After fluctuating between life and death, however, for many weary hours, Sir Albert Gerald rallied. He was thirty-two, in the very prime of his youth and strength; unfavourable symptoms disappeared one by one, and he began to rally. His first thought, as he was returning to full consciousness, and that all his pain and agony were gradually yielding to his strong powers of recovery, was of the girl, who, looking like a pitying angel, had bravely sat alone with him, and had, by her presence of mind, saved him; and he had seen her tears. Had she not been there.... There would have been a late search; his men might have thought it strange that his expected signal was not made and might have looked for him. Then he told himself it would have been too late. He lay wondering who she was, where she lived, and how he could ever thank her, not knowing her name, when one day his servant was arranging his books, and he asked him to put one or two beside him, he might feel inclined to read. He lay still, however; terribly weakened as he was, he dreaded moving. He was so bruised and so battered it seemed impossible he should ever stride across the hills and follow any of his old occupations again. His eye dwelt idly on the binding of the books before him, and he wondered if it would bring back suffering if he looked into one.

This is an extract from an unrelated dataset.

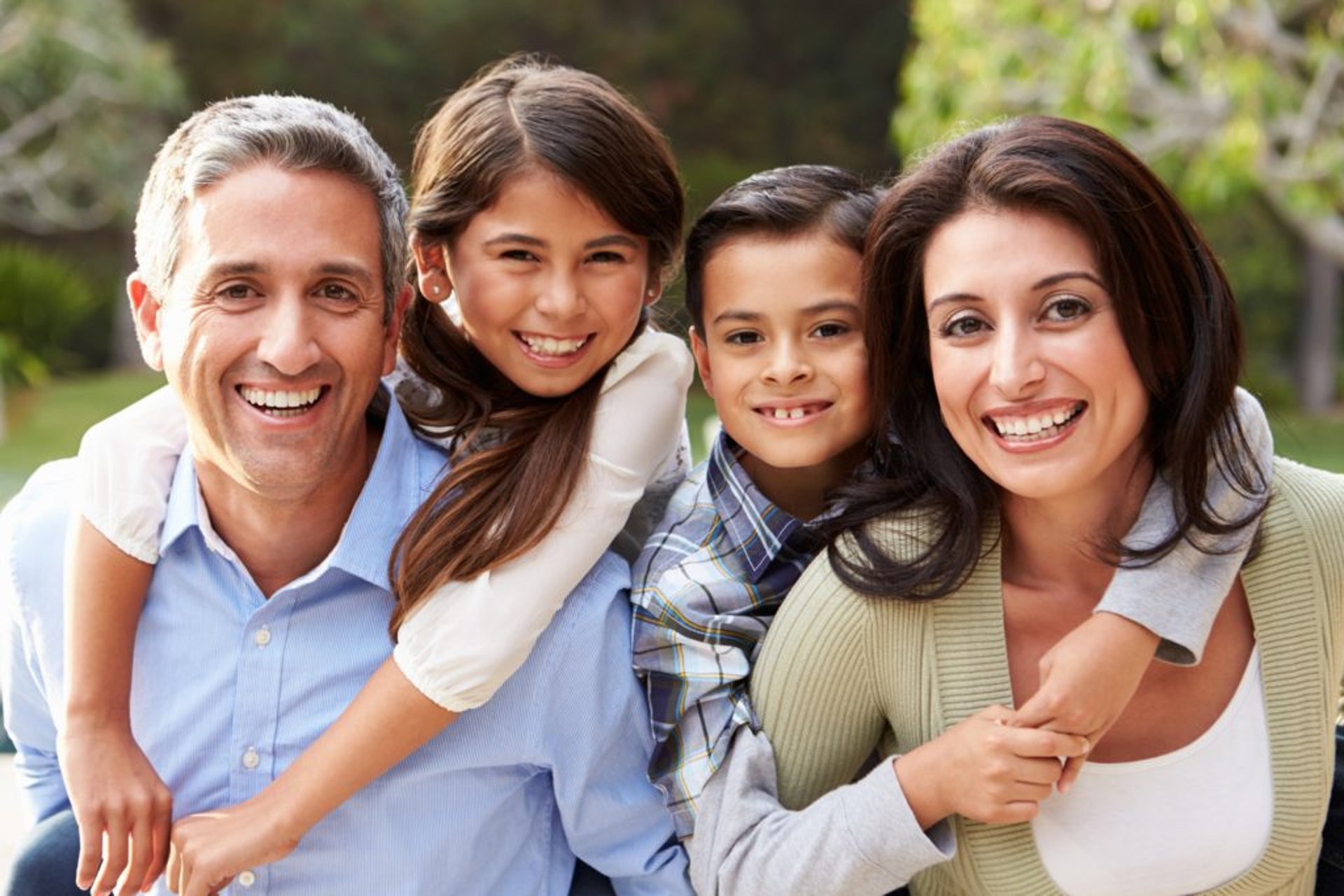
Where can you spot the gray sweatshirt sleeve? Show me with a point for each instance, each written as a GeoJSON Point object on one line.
{"type": "Point", "coordinates": [1179, 597]}
{"type": "Point", "coordinates": [859, 839]}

Thoughts become monotonous when they are full of a certain fear; then, with that quick recognition of small facts that often accompanies great prostration of strength, he saw a strange book lying amongst his own. With great caution and not without some pain he drew the book towards him, and, with all the difficulty of a man accustomed to use his right hand, now so useless, he opened it. "Tennyson!" he said softly to himself; then he looked at the fly-leaf and saw written, in an unformed girlish sprawl, Grace Rivers. "How did that book get among mine?" he thought, perplexed and puzzled. The attentive John came in again and his master asked him the question.
"It was lying by you when you fell, Sir Albert. I did not know it was not yours."
"Ah, I see," said his master, pleased by the conviction that he now knew the name of the girl who lived in his memory so distinctly. A little later he called his servant to him and complained of the dulness he felt lying there.
"Perhaps the landlord would come and talk to me; that would be better than nothing."
"Yes, Sir Albert."
"Unless he is busy. I have nothing particular to say to him. You will explain this to him."
"Yes, Sir Albert."
"Mind you make it clear," continued the sick man, but John was out of hearing.
Time seemed to pass more slowly now a certain expectancy weighted its wings, but Sir Albert ruled his spirit in patience. It was very pleasant to have a clue; never had he felt so much interested in a young lady before. This was natural; he had never required such assistance before. It was altogether exceptional. There was quite the foundation of a romance, supposing him to be younger than he was and not so sensible. A younger and more susceptible man might have fallen in love there and then. And then he laughed a little. That was indeed absurd!